Nel corso della sua vita, Sanquirico seppe trovare importanti protettori. Le sue ambizioni intellettuali e sociali lo indussero a entrare in cerchie come quella del cardinale Giovanni Battista Deti fin dal 1611 e, negli anni Venti del Seicento, quella del cardinale Maurizio di Savoia (Ostrow, 1998, pp. 44-47). Cofondatore dell’Accademia degli Ordinati, Deti gli commissionò una medaglia e lo nominò canonico di S. Maria in Cosmedin (1611). Forse lo aiutò inoltre a ottenere, a una data sconosciuta, l’ufficio di «bussolante» del papa (ibid.).
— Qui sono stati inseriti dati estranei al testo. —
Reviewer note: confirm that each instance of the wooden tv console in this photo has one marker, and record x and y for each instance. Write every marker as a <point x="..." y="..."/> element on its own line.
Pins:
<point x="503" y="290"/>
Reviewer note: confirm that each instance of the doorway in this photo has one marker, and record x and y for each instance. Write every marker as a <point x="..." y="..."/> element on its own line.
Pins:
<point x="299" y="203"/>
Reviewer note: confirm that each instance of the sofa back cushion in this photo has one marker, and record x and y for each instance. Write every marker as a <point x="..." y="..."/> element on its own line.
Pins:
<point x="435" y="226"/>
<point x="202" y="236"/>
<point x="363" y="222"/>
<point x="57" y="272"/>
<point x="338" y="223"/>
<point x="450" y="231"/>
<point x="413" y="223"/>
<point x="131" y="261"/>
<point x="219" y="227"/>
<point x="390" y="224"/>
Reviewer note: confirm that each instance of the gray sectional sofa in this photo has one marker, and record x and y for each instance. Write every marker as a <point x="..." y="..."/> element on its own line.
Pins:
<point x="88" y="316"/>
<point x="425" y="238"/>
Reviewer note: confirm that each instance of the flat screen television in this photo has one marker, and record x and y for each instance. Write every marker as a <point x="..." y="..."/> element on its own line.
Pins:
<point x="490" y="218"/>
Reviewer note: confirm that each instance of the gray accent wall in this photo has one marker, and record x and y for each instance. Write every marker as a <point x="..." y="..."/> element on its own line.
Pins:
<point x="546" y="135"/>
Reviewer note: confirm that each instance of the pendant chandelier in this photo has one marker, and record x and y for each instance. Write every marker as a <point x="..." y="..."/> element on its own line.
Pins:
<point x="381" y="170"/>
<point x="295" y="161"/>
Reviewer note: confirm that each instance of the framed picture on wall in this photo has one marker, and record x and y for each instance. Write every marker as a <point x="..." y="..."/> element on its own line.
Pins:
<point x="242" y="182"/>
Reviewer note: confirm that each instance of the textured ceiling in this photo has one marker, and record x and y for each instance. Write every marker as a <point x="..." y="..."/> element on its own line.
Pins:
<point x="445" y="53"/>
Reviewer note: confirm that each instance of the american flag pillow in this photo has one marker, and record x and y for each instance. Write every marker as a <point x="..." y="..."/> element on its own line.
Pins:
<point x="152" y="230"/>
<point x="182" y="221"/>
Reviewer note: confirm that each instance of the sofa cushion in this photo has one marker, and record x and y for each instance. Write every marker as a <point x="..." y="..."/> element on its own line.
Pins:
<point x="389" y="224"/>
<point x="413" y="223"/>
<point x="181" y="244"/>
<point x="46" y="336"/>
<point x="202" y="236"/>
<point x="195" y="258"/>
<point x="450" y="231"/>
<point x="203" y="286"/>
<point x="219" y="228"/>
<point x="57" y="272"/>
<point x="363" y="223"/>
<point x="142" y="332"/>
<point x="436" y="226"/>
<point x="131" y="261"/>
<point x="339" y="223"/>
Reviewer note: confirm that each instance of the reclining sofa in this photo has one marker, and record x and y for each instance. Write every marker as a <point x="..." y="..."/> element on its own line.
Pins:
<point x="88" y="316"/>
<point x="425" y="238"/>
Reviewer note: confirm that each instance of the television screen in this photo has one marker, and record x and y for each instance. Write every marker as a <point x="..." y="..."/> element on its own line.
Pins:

Dal 1626 Sanquirico appartenne all’Accademia dei Desiosi del cardinale di Savoia, e insegnò il disegno ai suoi paggi (1627; ibid.). L’artista era inoltre membro dell’Accademia di S. Luca (Missirini, 1823).
Nel 1629 progettava di tornare a Parma, dove lo aspettava un canonicato, ma la morte lo colse a Roma nel 1630 (Ostrow, 1998, p. 48).